M. LEGER: Qu'est-ce que le ministre veut dire par support juridique?

M. CLOUTIER: ... les principes de la réglementation dans les secteurs que je vous ai décrits.

M. LEGER: C'est une question que je pose au ministre.

M. CLOUTIER: Mais jusqu'ici, nous n'avons eu que des motions et je vous ai dis ce que j'en pensais.

M. BURNS: C'est parfaitement dans l'ordre et cela se fait régulièrement, toujours, souvent...

M. BOURASSA: L'article 1.

M. BURNS: M. le Président, cela se fait...

M. CLOUTIER: Donnez-nous une bonne raison pour laquelle vous voulez éviter le débat sur l'article 1.

M. BOURASSA: Pourquoi? Qu'est-ce qui vous fait peur?

M. BURNS: Ce n'est pas cela. On n'a pas peur à l'article 1.

M. BOURASSA: C'est dans votre programme.

M. BURNS: Pensez-vous...

M. BOURASSA: Pourquoi ne voulez-vous pas l'adopter?

M. BURNS: ... que décemment vous aurez la possibilité, à 11 h 55, de discuter...

M. BOURASSA: Mais pourquoi depuis...

M. BEDARD (Chicoutimi): Ils sont traumatisés par...

M. BURNS: ... le fond de l'article 1?

M. CLOUTIER: On a commencé à 11 heures.

M. BOURASSA: Huit heures de débat.

M. CLOUTIER: ... jusqu'à six heures plus trois heures, cela fait neuf heures.

M. BOURASSA: Huit heures, en tout.

M. CLOUTIER: Non. Cela fait dix heures de débat.

M. BOURASSA: Quatre, trois...

M. CLOUTIER: Non. C'est vrai. J'oubliais...

M. BOURASSA: Huit heures de débat. M. CLOUTIER: Cela m'a paru dix heures.

M. BOURASSA: Pourquoi ne voulez-vous pas discuter de l'article 1?

M. BURNS: On veut en discuter. On veut avoir tous les éléments dans les mains.

M. BOURASSA: C'est dans votre programme, l'article 1, le français, la langue officielle au Québec.

M. BURNS: C'est parce que je ne jouerai pas aux cartes avec vous, M. le premier ministre, si vous me dites: C'est le pique qui est atout et que vous gardez tout le pique pour vous.

M. BOURASSA: Non. Vous avez mis toutes vos cartes sur la table en dévoilant votre contreprojet linguistique.

M. BEDARD (Chicoutimi): Mettez vos cartes sur la table.

M. BURNS: Mettez vos cartes sur la table, vous autres aussi.

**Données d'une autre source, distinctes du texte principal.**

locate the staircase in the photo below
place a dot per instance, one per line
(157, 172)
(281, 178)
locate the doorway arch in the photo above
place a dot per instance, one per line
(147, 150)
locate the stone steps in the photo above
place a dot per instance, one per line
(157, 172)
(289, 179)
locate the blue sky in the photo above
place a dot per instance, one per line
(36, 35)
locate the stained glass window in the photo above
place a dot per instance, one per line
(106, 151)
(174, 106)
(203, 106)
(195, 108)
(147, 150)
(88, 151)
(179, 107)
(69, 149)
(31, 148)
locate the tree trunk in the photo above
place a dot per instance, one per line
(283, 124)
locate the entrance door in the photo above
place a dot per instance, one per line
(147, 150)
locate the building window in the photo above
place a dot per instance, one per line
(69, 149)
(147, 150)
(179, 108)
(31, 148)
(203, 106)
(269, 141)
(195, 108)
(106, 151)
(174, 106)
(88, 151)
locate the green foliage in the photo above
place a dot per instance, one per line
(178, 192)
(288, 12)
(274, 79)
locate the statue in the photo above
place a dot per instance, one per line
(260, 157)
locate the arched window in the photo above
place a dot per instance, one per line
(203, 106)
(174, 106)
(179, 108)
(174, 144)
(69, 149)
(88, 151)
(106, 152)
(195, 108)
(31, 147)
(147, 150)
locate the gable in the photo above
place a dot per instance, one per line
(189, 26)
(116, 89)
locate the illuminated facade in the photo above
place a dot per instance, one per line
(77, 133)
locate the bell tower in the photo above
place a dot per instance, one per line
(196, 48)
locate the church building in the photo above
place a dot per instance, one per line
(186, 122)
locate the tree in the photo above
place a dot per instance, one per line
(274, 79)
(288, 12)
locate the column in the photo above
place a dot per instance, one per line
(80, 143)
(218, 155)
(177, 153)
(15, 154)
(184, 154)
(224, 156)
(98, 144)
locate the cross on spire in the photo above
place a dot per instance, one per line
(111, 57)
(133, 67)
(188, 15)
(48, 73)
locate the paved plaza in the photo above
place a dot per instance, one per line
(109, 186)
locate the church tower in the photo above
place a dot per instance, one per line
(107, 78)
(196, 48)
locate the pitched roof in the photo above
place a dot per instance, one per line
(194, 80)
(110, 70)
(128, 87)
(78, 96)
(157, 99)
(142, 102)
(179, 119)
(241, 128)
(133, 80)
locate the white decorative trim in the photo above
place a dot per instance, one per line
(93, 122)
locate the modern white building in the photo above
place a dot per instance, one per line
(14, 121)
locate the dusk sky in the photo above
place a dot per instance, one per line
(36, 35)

M. BOURASSA: Oui, mais on va commencer à discuter, et on va suivre la procédure normale.

M. BURNS: Non. On veut discuter du projet de loi, mais on veut avoir tous les éléments dans les mains.

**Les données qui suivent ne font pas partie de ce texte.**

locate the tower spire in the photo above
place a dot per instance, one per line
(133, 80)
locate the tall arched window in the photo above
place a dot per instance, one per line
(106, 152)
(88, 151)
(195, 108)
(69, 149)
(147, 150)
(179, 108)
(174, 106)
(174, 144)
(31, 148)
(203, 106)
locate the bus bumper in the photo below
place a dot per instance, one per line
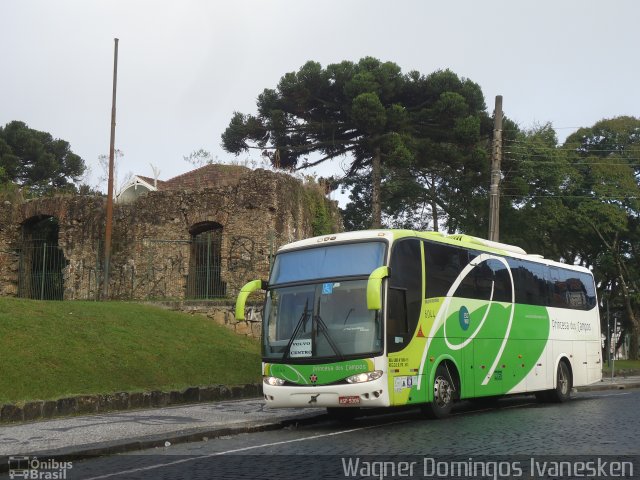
(364, 395)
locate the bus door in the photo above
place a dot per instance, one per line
(404, 307)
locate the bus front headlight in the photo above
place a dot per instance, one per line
(365, 377)
(273, 381)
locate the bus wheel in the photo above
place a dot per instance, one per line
(564, 384)
(443, 394)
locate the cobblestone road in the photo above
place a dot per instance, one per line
(591, 425)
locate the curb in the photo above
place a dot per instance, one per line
(159, 441)
(87, 404)
(609, 386)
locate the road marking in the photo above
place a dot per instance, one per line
(243, 449)
(611, 395)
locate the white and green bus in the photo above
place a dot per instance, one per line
(396, 317)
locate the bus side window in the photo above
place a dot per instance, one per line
(405, 293)
(443, 264)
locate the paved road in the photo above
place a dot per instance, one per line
(593, 425)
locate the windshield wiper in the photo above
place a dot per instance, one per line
(325, 330)
(301, 322)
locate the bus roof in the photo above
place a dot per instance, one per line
(459, 240)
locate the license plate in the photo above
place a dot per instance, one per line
(351, 400)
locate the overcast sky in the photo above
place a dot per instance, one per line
(186, 65)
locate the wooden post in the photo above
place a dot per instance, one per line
(496, 158)
(109, 220)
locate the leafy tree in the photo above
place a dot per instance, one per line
(580, 202)
(36, 160)
(395, 129)
(605, 204)
(441, 181)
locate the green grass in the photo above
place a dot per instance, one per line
(621, 365)
(51, 350)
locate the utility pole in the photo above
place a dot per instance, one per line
(496, 158)
(109, 221)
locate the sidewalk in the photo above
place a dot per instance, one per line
(618, 383)
(117, 432)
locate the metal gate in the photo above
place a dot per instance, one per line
(41, 271)
(204, 280)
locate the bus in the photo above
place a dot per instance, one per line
(385, 318)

M. BOURASSA: Vous ne voulez pas en discuter. Vous avez fait la démonstration ce soir que vous ne voulez pas discuter du projet de loi. Vous ne voulez pas discuter du projet de loi et la population s'en rendra compte. Ce que vous voulez est de forcer le gouvernement à imposer la clôture parce que vous n'avez pas le courage...

M. HARDY: Cest cela.

M. BOURASSA: ... de discuter des amendements et des articles du projet de loi.

M. MORIN: Nous allons y venir au projet de loi. Nous allons y venir en temps et lieu.

M. BEDARD (Chicoutimi): Ce n'est pas cela le règlement.

M. BURNS: Comme dit le député de Chicoutimi, on veut forcer le gouvernement à réfléchir.

M. BOURASSA: Vous voulez forcer le gouvernement à imposer la clôture...

M. BURNS: ... à bien penser à ce qu'il est en train de faire...

M. HARDY: Vous voulez vous laver les mains.

M. BURNS: ... à savourer, comme le ministre semble savourer chacune des étapes...

M. BOURASSA: Vous voulez vous laver les mains.

M. BURNS: ... de l'adoption de son projet de loi.

M. HARDY: Manque de courage!

M. BEDARD (Chicoutimi): C'est mieux que de les avoir sales.

M. BURNS: M. le Président, j'invoque le règlement. On vient juste de me traiter de quelque chose d'antiparlementaire.

M. HARDY: Je n'ai dit cela à personne.

M. BURNS: Vous me regardiez droit dans les yeux, le député de Terrebonne.

M. CLOUTIER: Cela devient inquiétant.

M. HARDY: Qui vous dit que je louchais pas?

M. CLOUTIER: II commence à interpréter. Il faudrait demander à l'ancien...

LE PRESIDENT (M. Gratton): A l'ordre!

M. CLOUTIER: ... député de Bourget, qui est parti trop vite, d'avoir un petit caucus avec son parti.

M. HARDY: M. le Président, j'ai dit manque de courage, mais je n'ai désigné personne. Si le député de Maisonneuve s'est senti visé, ce n'est pas ma faute.

M. BURNS: Vous me regardiez et c'était moi qui avais la parole. Manque de courage, à qui vous l'adressiez?

LE PRESIDENT (M. Gratton): A l'ordre! M. HARDY: Je lançais cela comme cela.

M. BURNS: Ah, vous dites cela en l'air! Des paroles en l'air!

M. HARDY: Vous, vous l'avez attrapé. Vous avez trouvé que le chapeau vous faisait bien.

M. BEDARD (Chicoutimi): Vous vous vantez de parler sérieusement, vous lancez cela en l'air comme cela!

LE PRESIDENT (M. Gratton): A l'ordre!

M. BURNS: Cela, c'est un beau ministre des Affaires culturelles.

M. HARDY: C'est cela.

M. BURNS: Des paroles en l'air, dans la brume.

LE PRESIDENT (M. Gratton): Puis-je proférer une menace à l'endroit de l'Opposition officielle? Des menaces de suspendre les travaux de la commission, si on...

M. BURNS: On ne veut pas, M. le Président. On veut que le ministre ait le temps de nous remettre ses documents.

M. MORIN: Nous pouvons passer minuit, M. le Président, si c'est nécessaire.

M. BOURASSA: L'entracte de l'Opposition a assez duré.

M. CHARRON: Déjà.

M. BURNS: M. le Président, je dis...

M. HARDY: Et c'est du très mauvais théâtre.

M. BURNS: Vous proposez l'ajournement?

M. HARDY: Pas de subvention cette année pour la troupe péquiste.

M. BEDARD (Chicoutimi): ... la Société Saint-Jean-Baptiste de Québec.

LE PRESIDENT (M. Gratton): Alors, messieurs, la commission ajourne ses travaux à demain, après la période des questions, ou jusqu'à nouvel ordre de l'Assemblée.

M. BOURASSA: Demain, on va faire un autre effort, je continue à parier sur la bonne foi du chef de l'Opposition, même s'il est en minorité pour l'instant.